Looking around her home studio—laden with nature-toned stacks of fabric and woven works in various states of completion—it’s hard to believe Rebecca when she says she hasn’t always been particularly crafty. “I would do cross-stitch,” she shares, the ones that have a color-by-number style picture blocked out. “I always got kind of bored with it.” Turns out, all she was missing was the creative aspect. Rebecca left Ukraine to come to college in the States, and during her sophomore year at Bob Jones University she pivoted toward interior design. “After my freshman year, I was cleaning the house of a lady that was an interior designer and her daughter was an architect, and when I went back to school I changed my major.”

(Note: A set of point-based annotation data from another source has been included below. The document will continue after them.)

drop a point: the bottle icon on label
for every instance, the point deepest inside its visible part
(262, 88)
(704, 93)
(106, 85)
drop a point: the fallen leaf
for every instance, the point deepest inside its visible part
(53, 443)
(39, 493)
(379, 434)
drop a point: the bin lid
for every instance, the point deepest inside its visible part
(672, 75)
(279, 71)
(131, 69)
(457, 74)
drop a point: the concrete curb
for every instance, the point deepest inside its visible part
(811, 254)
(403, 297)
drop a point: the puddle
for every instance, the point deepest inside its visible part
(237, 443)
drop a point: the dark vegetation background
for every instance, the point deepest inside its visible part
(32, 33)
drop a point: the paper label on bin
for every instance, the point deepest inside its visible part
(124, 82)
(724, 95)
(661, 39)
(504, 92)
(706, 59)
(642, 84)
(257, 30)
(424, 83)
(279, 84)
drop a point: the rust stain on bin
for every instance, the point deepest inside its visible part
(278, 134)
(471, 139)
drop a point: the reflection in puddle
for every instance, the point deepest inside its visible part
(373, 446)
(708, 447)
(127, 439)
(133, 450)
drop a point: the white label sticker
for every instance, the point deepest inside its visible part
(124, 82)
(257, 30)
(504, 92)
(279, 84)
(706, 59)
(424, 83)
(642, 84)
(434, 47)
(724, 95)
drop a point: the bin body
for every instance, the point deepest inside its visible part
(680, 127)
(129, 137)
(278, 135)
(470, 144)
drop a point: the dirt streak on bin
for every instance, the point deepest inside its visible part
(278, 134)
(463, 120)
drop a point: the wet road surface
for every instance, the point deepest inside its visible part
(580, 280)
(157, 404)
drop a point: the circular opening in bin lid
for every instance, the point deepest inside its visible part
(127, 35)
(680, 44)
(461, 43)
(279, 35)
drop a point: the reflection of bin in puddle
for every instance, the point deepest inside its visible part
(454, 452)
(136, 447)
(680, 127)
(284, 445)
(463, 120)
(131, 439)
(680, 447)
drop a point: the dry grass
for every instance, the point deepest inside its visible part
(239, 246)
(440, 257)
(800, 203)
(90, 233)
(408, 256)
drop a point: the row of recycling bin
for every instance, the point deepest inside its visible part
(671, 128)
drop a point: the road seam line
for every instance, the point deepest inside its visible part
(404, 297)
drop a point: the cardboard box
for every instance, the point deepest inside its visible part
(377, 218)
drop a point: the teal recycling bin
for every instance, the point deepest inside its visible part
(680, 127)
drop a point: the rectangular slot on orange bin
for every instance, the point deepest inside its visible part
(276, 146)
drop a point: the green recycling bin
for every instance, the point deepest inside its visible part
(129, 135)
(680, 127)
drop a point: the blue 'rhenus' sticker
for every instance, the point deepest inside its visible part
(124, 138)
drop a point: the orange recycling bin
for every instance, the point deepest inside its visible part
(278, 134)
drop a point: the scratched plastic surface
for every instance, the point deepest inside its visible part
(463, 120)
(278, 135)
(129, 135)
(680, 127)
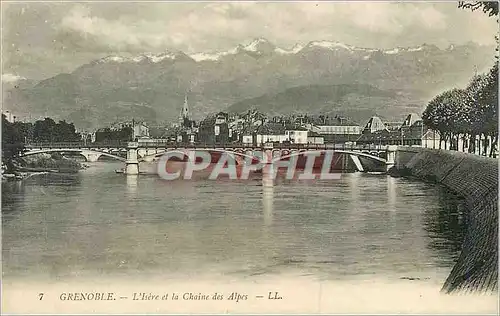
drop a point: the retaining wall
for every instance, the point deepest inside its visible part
(474, 178)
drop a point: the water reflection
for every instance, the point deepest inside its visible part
(267, 199)
(337, 228)
(132, 181)
(445, 225)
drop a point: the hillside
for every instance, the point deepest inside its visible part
(357, 101)
(152, 87)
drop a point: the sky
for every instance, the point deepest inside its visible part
(40, 40)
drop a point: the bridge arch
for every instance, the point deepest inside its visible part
(90, 155)
(234, 153)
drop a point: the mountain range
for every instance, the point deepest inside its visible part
(319, 77)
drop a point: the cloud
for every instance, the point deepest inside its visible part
(49, 38)
(11, 78)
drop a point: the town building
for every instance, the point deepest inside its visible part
(297, 135)
(373, 125)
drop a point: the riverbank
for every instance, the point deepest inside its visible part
(26, 167)
(475, 179)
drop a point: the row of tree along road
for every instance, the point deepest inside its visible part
(469, 114)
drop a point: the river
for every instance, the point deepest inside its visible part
(98, 225)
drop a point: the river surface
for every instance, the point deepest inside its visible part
(100, 224)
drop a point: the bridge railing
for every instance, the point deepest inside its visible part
(169, 144)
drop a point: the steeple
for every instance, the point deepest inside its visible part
(184, 112)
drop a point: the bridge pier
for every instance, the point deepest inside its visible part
(132, 163)
(391, 157)
(91, 156)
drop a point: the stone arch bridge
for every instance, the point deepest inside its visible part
(132, 153)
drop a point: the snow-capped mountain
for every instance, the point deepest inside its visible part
(257, 47)
(151, 86)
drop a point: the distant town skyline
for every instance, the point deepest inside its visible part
(41, 40)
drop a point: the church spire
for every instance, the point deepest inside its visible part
(184, 111)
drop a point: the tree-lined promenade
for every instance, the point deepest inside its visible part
(469, 114)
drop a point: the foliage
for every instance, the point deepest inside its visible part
(489, 7)
(12, 141)
(446, 112)
(470, 112)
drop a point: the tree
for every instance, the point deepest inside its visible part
(447, 114)
(489, 7)
(12, 143)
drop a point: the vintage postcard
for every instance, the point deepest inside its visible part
(249, 157)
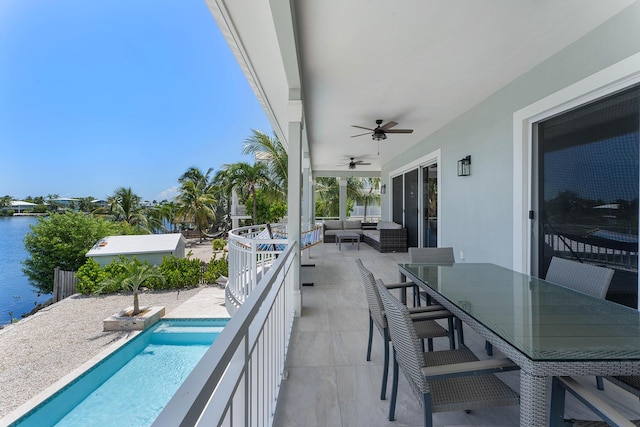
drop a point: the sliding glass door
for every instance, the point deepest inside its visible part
(587, 188)
(415, 204)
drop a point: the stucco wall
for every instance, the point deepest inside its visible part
(476, 211)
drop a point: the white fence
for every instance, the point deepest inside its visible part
(238, 380)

Through Bob Jones’ interior design program, Rebecca learned how to put aesthetics to work. A senior-year internship at Knack, the furniture studio and shop of seasoned local artist Barb Blair, earned Rebecca a crash course in the importance of community and making creativity work for you. “She introduced me to the world of making and makers, [taught me] about supporting local sources and artists . . . I learned to be more observant.” After getting a taste of the rich community of local makers, Rebecca dove in. She took a weaving workshop from Mary Hamby of Twenty Two West, and fell in love with it. It was something substantial that also served a need for visual interest. Out of her newly acquired skill as a weaver, The Fibery was born, combining Rebecca’s love of texture, meaningful objects, and home spaces.

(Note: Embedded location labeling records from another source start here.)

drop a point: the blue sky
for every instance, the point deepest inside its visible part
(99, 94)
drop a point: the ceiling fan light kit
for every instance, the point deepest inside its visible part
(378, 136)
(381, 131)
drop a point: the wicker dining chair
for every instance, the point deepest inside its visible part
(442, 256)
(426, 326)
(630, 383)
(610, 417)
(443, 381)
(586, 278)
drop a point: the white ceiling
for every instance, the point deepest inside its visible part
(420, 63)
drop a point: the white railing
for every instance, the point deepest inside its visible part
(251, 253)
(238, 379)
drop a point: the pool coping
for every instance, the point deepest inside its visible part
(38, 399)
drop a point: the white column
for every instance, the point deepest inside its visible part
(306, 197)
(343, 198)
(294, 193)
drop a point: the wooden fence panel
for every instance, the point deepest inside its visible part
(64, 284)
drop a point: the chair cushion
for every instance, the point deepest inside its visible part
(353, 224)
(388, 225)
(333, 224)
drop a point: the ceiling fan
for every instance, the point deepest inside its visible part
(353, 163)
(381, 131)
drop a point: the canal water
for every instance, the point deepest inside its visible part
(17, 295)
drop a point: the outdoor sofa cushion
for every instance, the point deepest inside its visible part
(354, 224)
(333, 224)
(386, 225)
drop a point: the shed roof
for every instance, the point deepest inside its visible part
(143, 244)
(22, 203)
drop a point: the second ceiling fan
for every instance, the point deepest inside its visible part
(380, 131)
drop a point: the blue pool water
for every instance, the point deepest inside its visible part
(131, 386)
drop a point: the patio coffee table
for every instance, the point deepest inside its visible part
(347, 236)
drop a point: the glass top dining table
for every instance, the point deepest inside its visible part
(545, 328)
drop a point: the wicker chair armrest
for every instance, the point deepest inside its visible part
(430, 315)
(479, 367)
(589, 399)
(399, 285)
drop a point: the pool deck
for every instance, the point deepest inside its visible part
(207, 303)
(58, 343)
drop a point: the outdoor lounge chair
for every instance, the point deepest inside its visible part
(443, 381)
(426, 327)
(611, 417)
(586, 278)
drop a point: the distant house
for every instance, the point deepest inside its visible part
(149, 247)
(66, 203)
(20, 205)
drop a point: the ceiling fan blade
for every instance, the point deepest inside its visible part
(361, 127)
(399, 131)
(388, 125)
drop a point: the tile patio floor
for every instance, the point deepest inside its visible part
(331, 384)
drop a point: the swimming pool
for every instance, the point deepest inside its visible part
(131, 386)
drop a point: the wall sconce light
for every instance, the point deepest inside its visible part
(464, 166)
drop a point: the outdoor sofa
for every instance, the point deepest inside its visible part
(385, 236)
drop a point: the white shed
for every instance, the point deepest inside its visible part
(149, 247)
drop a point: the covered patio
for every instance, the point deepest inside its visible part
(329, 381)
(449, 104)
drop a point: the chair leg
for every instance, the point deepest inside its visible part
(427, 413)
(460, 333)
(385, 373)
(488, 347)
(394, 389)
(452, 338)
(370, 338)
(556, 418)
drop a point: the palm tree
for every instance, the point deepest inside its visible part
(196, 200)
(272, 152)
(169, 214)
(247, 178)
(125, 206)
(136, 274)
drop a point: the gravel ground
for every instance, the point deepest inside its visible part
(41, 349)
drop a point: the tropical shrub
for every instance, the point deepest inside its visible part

Rebecca makes every piece for The Fibery within the four walls of her own home, in a small studio room meticulously organized with fabric stacks, wool roving, and Merino yarn. On weekends and evenings, she is generally there, weaving and sewing. Working from home in both a professional and creative capacity amplifies the need for community, so Rebecca works it in. “Sometimes I go over to my friends’ pottery studio [and] work on my weaving there.” She finds the company constructive, noting that when working alone it’s easy to “run into a brick wall.” Working alongside fellow makers is just one of Rebecca’s tools for getting artistically unstuck.

In weaving, all threads are connected. The weft thread touches each warp, over and under until the picture’s complete. Rebecca shines with gratitude when recalling the moments that have led her to launch The Fibery. The passing of a skill from one set of hands to hers, the sharing of creative space, the opportunity to fill homes with meaning. It’s a pay-it-forward kind of satisfaction, like a thread running through a loom.